Personal finances likely play a role in such choices. Millennials are worse off than earlier generations. There is a proven connection between economic resources and marriage rates – what legal scholar Linda McClain calls “the other marriage equality problem”. Lower incomes correlate with lower rates of marriage.

But changing family patterns are not simply the result of financial instability. They reflect choices: Not everyone wants romantic partnership and many single people see solo life as more conducive to flourishing and autonomy.

SINGLE BY CHOICE

As I show in my book Minimizing Marriage, people have many different political or ethical reasons for preferring singlehood.

Some women become single mothers by choice. As sociologist Arlie Hochschild has argued, marriage brings extra work for women, making it less attractive than single life for some.

For other people, being single is simply a relationship preference or even an orientation. For example, there are those, referred to as “asexuals” and “aromantics”, who lack interest in sexual and romantic relationships.

WHO ARE ASEXUALS AND AROMANTICS?

Data from a 1994 British survey of more than 18,000 people showed one per cent of the respondents to be asexual. Because asexuality is still little known, some asexual people might not identify as such. And so, it’s possible that the true numbers could be higher.

Asexual people do not feel sexual attraction. Asexuality is not simply the behaviour of abstaining from sex, but an orientation. Just as heterosexual people feel sexual attraction to members of a different sex, and gay and lesbian people feel attraction to members of the same sex, asexual people simply do not feel sexual attraction.
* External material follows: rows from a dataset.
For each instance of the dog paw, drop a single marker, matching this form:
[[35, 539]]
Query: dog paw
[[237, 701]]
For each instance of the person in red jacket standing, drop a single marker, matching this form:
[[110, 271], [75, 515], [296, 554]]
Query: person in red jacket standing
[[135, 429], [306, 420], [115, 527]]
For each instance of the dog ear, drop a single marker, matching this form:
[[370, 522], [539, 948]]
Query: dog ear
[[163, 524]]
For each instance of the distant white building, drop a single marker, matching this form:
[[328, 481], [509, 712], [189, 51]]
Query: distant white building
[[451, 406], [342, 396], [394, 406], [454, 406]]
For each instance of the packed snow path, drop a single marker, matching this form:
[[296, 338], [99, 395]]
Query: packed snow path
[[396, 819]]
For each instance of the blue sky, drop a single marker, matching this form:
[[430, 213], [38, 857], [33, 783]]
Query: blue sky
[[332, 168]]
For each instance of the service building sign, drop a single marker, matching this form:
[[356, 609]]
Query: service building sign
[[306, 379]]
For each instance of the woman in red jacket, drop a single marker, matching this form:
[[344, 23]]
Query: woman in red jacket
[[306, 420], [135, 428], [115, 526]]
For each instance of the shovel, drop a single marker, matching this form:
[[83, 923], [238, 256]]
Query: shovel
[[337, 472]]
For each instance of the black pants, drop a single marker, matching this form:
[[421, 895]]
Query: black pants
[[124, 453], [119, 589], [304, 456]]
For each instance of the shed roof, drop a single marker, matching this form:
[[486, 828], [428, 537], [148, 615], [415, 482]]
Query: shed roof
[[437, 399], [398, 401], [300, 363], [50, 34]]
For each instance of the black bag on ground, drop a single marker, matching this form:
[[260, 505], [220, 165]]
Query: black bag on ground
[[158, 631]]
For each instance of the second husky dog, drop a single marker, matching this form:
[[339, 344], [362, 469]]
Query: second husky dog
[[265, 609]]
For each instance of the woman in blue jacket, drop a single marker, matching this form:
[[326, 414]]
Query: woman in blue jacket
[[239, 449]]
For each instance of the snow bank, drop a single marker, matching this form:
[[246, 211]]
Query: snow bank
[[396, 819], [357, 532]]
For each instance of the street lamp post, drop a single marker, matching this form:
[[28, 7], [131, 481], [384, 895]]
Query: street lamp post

Asexual people can have romantic feelings, wanting a life partner to share intimate moments with and even cuddle – but without sexual feelings.

But some asexual people are also aromantic, that is, not interested in romantic relationships. Like asexuality, aromanticism is an orientation. Aromantics may have sexual feelings or be asexual, but they do not have romantic feelings.

Both asexual people and aromantics face a lack of understanding.

Angela Chen, a journalist who wrote a book about asexuality, reports that her asexual interview subjects suffered from a lack of information about asexuality. As they failed to develop sexual attractions during puberty – while their classmates did – they asked themselves, “Am I normal? Is something wrong with me?”

But while asexuality is sometimes misunderstood as a medical disorder, there are many differences between an asexual orientation and a medical disorder causing a low sex drive. When asexual people are treated as “abnormal” by doctors or therapists, it does them a disservice.

Since the early 2000s, asexual people have exchanged ideas and organised through online groups. One such group, The Asexual Visibility and Education Network, for example, promotes the understanding that lack of sexual attraction is normal for asexual people, and lack of romantic feelings is normal for aromantics.

Asexual people, like aromantics, challenge the expectation that everyone wants a romantic, sexual partnership. They don’t. Nor do they believe that they would be better off with one.

SINGLE AND ALONE – OR LONELY?

Far from the stereotype of the lonely single, lifelong singletons are less lonely than other older people, according to psychologist Bella DePaulo, the author of Singled Out. Nor are singles alone.

Many singles have close friendships which are just as valuable as romantic partnerships. But assumptions that friendships are less significant than romantic partnerships hide their value.

Understanding the reasons people have for remaining single might help to handle family pressures. If you’re single, you could take unwanted questioning as a teachable moment. If you’re the friend or family member of someone who tells you they’re happily single – believe them.

And if you’re single on Valentine’s Day, consider celebrating the varied loves of your life: your friends, your family, your furry companions, and, most of all, yourself.